La porte claque et me fait sursauter. Je m'affole. Il ne devait avoir personne avant une demi-heure — le temps pour ma mère de faire le chemin de retour depuis le lycée dans lequel elle travaille.
— Chéri ? Tu es rentré ? Alors, tu as eu des chocolats ?

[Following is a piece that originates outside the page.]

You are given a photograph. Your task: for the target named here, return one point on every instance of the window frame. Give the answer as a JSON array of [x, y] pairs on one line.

Elle avance dans le couloir, doit sans doute voir ma porte fermée. Elle toque trois coups rapides, tout doucement. Je murmure du bout des lèvres qu'elle peut entrer — elle le fera de toute manière — et je me relève de ma position de fœtus larmoyant.
— Oh là, qu'est-ce qui s'est passé ? C'est quoi cette tête de zombi ?
— J'ai fait ma déclaration à Sakura. Je me suis fait jeter. Je suis en concurrence avec un beau gosse sur pattes qui fait craquer les filles sans avoir besoin d'ouvrir la bouche. Comment tu veux que je lutte avec ça ?
Elle s'avance sur le lit, m'enlace d'un seul coup, calant sa tête dans le creux de mon cou. J'adore quand on est dans cette position, parce que je peux sentir la douce odeur de ses cheveux.
— Tu sais ce qu'on va faire tous les deux ? On va se boire un bon chocolat chaud de ma recette secrète et après, on se fera une petite discussion mère-fils en français pour bien maudire cette fille qui t'as brisé le cœur. Ca te va ?
Je hoche la tête, attrape le paquet de mouchoir qu'elle vient de sortir de sa poche magique. Je largue morve et tristesse dans le tissu blanc et je souris, du moins, j'essaye.
— T'es la meilleure des mamans. Mais sérieusement, l'amour, ça craint.
— Bah, t'inquiète. A ton âge, je disais exactement la même chose. Laisse sa chance au temps. Tu verras, ça s'améliorera.